For one, patient records are not currently set up in a way to allow for a seamless exchange of information, since the majority of patient data is taken down in an unstructured free text format. It's also not possible to search for terms within records, and information is often entered with nonstandard abbreviations and misspellings.
Restricted access to research data from big clinical trials is another obstacle to informatics-based diagnostic imaging, Siegel said.
Making use of data from the National Lung Screening Trial could potentially be a huge boon to practitioners, allowing other factors such as geographical location, age, or nodule shape to help refine current Fleischner Society diagnostic guidelines, which are based on nodule size.
On the whole, however, research data from these trials remain inaccessible. Even when this data is technically accessible, researchers must jump through cumbersome bureaucratic hoops to request permission for access with long periods of wait, often with no guarantee of success.
Playing tag
To see how much further diagnostic imaging's role in medicine could be expanded, Siegel is currently spearheading the Vasari Rembrandt Project, which explores correlations between patient genetic expression and tissue features in radiological images.

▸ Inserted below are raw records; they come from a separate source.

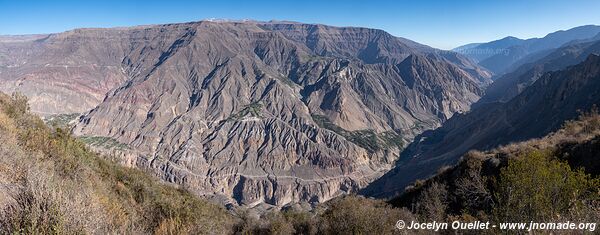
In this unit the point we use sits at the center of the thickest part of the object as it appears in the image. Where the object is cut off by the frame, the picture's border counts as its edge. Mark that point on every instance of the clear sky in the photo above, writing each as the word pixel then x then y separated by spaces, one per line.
pixel 438 23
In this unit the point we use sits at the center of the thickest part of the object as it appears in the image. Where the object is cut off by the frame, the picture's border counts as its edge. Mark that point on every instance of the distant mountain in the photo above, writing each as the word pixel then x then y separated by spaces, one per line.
pixel 482 51
pixel 538 110
pixel 250 112
pixel 512 84
pixel 501 55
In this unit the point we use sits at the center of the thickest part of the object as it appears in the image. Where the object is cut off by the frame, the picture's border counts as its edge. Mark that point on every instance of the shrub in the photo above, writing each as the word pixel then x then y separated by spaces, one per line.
pixel 540 188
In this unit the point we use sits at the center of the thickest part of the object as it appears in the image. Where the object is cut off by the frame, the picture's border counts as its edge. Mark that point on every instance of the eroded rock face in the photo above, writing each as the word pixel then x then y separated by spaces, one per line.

Researchers took MRI scans of brain tumors and categorized and tagged them according to over 30 different parameters. They were able to cross correlate imaging features with specific genes to predict genetic data. Siegel sees this as the way of the future in imaging.
"We need to create a mechanism to tag content of images and correlate it with genetic data," he said. Ideally, features in imaging exams and their changes over time would be rigorously quantified, tagged and made searchable, allowing algorithms to integrate this information alongside other data sets to help predict things like patient survival or disease expression.